No se observa en el escrito presentado por ellos, alguna toma de muestras para el correspondiente estudio de aguas, de tierras, de químicos, de cultivos, el grado de contaminación herbareo [sic] o arbóreo, Tampoco se observa un estudio en donde se nos diga, si la supuesta contaminación es biodegradable o no, el tiempo de recuperación de tierras, etc. Denotándose de esta manera, la falta de certeza y la ausencia total de un aporte científico o técnico a la prueba anticipada, y por lo mismo no sirve para dilucidar la controversia, es decir si efectivamente hubo o no fumigación, y que [sic] clase de químico fue empleado y si ese químico fue el causante de los daños o si estos perjuicios fueron ajenos a algún químico, o lo fueron como consecuencia de la negligencia del cultivador para controlar plagas o para abonar la tierra y sus sembrados”. o Folio 98 del cuaderno principal: copia autenticada del auto del 15 de abril de 1998 por medio del cual se rechaza la objeción al dictamen pericial elevada por la parte demandada, por extemporánea. o Folio 104 del cuaderno principal: copia autenticada de la continuación de la diligencia de inspección judicial realizada como prueba anticipada el 20 de mayo de 1998, en la que se recibe el testimonio del señor Luis Alfonso Castrillón en el que explicó: “Yo miré desde la casa mia [sic] de la finca que queda como a unos mil metros al cultivo de caucho, mire [sic] unos helicópteros y una [sic] avionetas, las que fumigaban eran las avionetas,
ellos fumigaron primero donde el compadre ARISTIDES VARGAS, enseguida siguieron con los otros muchachos de apellido VARGAS, sobrinos de ARISTIDES, luego siguieron buscando el temblón [sic], vereda, lo de OLIVERIO URQUIJO, luego también fumigaron el predio de un yerno mío. Luego regresaron para el lado de nosotros, vimos cuando fumigaron como un humo, agua no era, que se espacio [sic] en el aire, eso fue sobre el cultivo de caucho de JUSTINO HORTA, de ahí se fueron para otras fincas”. - Folio 13 del cuaderno de pruebas de la actora: original del oficio suscrito el 28 de junio de 1999 por el Auditor Ambiental de Erradicación de Cultivos Ilícitos en respuesta a la solicitud de informes ordenada por el auto que abrió el proceso a pruebas, en el que se lee: “La Auditoría Ambiental realizó una visita al predio “El Milagro”, vereda La Paujilera, en coordenadas N01o18.553’ W75o19.941’, el día 18 de diciembre de 1997, acompañando una comisión de la Policía Antinarcóticos.
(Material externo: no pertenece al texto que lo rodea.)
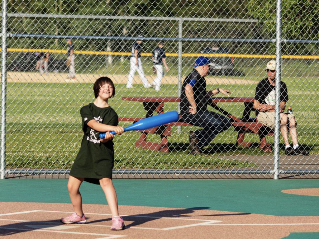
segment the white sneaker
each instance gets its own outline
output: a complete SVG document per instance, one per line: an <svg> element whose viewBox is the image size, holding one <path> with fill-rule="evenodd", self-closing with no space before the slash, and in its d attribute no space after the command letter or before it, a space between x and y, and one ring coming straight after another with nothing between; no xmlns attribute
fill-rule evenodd
<svg viewBox="0 0 319 239"><path fill-rule="evenodd" d="M149 88L151 86L152 86L151 85L151 84L148 82L144 85L144 87L145 88Z"/></svg>

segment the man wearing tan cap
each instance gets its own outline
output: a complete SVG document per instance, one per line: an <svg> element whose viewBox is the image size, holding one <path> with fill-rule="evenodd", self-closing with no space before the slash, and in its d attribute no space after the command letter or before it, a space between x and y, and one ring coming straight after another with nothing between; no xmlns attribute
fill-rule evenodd
<svg viewBox="0 0 319 239"><path fill-rule="evenodd" d="M267 127L275 129L275 85L276 62L273 60L267 63L265 69L268 77L262 80L256 88L254 108L257 110L257 120ZM286 145L286 155L307 155L308 152L300 148L297 139L296 123L292 113L284 112L286 102L288 101L288 93L286 84L280 81L280 127L281 134ZM288 131L293 141L293 147L289 143Z"/></svg>

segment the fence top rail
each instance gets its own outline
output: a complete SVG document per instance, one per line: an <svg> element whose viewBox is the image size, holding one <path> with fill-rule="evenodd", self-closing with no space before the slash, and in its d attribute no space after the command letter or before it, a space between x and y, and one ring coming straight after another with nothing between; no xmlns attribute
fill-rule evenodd
<svg viewBox="0 0 319 239"><path fill-rule="evenodd" d="M237 18L183 18L168 17L138 17L137 16L105 16L102 15L77 15L61 14L39 14L34 13L8 13L8 17L11 18L70 18L86 19L111 19L116 20L156 20L158 21L201 21L219 22L220 22L256 23L255 19Z"/></svg>
<svg viewBox="0 0 319 239"><path fill-rule="evenodd" d="M254 97L212 97L211 99L212 102L215 103L219 102L249 103L254 102ZM180 98L178 97L123 97L123 100L138 101L139 102L179 102Z"/></svg>

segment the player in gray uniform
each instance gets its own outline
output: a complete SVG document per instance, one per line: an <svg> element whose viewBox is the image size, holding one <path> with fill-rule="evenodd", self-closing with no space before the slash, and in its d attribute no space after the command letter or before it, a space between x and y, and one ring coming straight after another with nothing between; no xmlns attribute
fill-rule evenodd
<svg viewBox="0 0 319 239"><path fill-rule="evenodd" d="M154 49L152 53L152 61L154 64L154 67L156 70L156 78L151 83L151 84L156 91L160 90L161 82L163 78L162 65L164 64L165 69L167 71L169 69L165 60L166 55L165 54L165 49L163 47L164 46L163 42L160 41L159 42L158 46Z"/></svg>
<svg viewBox="0 0 319 239"><path fill-rule="evenodd" d="M142 65L142 61L141 61L142 47L140 45L141 43L142 40L138 40L132 47L132 54L130 57L130 68L127 83L126 83L127 88L133 88L133 77L136 71L137 71L141 77L144 87L145 88L149 88L151 86L151 84L145 78L145 75Z"/></svg>

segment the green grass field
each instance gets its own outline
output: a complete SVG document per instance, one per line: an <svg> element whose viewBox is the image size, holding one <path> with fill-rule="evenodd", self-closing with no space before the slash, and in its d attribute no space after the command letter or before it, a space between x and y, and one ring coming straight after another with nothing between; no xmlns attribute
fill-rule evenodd
<svg viewBox="0 0 319 239"><path fill-rule="evenodd" d="M255 72L254 69L251 70ZM255 76L244 78L251 79ZM311 154L317 154L319 96L316 79L293 78L283 75L283 77L290 97L287 106L293 107L296 117L300 144L310 150ZM259 78L262 78L259 76ZM232 92L231 96L251 97L256 85L208 85L207 88L217 86L229 89ZM9 83L6 167L68 168L77 153L83 136L80 109L93 101L92 88L91 84ZM141 85L136 85L131 90L122 84L116 85L115 88L116 95L109 103L120 117L143 117L145 113L140 103L123 101L122 96L178 95L177 86L173 85L163 85L162 90L159 92L145 89ZM234 115L242 114L243 104L225 103L219 105ZM169 103L165 105L164 109L167 111L177 109L177 103ZM120 125L125 127L130 123L121 122ZM249 168L253 167L254 164L226 160L223 157L265 153L258 148L236 147L237 133L231 127L220 134L207 147L210 154L194 156L187 149L190 127L182 127L180 133L177 127L173 127L172 135L169 138L170 152L166 154L135 148L135 141L140 134L138 132L129 132L116 136L115 169ZM259 141L257 135L246 135L247 141ZM156 135L149 135L148 139L160 141L159 137ZM273 138L268 137L267 141L272 142ZM284 149L283 142L281 137L281 154Z"/></svg>

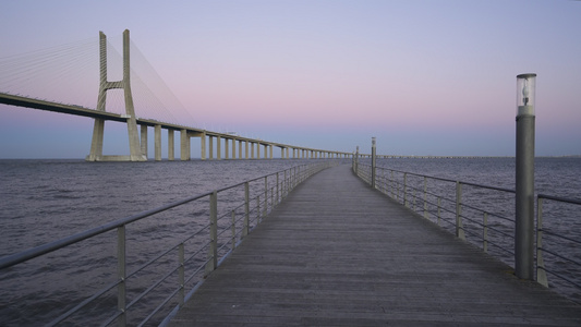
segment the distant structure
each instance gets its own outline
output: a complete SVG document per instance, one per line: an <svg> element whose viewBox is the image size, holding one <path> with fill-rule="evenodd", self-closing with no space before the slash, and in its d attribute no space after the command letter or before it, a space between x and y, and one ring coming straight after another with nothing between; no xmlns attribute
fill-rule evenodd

De acuerdo a esta inspección la Auditoría Ambiental observo [sic] lo siguiente: - cultivo de caucho, con algunos ejemplares defoliados. Estos de localizan en forma dispersa y heterogénea; - Evidencia de malas condiciones fitosanitarias del cultivo de caucho. Se encontraron arboles [sic] afectados por afidos [sic], insectos masticadores, ataque de hongos, en hojas y troncos. – En el
interior de la plantación no se observo [sic] vegetación muerta o evidencias por afectación con herbicidas. – Con base en el reconocimiento aéreo realizado sobre el predio, no se evidenciaron rastros de aspersión aérea (No se observo [sic] franja uniforme de vegetación quemada o muerta por la acción de glifosato, típica huella de la acción de la aspersión aérea) sobre la plantación de caucho, ni en los pastizales o vegetación aledaña al cultivo (…)”. Al efecto, anexó las actas en las que constan las fumigaciones realizadas entre agosto y noviembre de 1997 en zona de jurisdicción del municipio La Montañita5, las fotografías que se tomaron durante la inspección, y el concepto del ICA sobre las condiciones fitosanitarias del material vegetal de caucho recolectado en dicha verificación.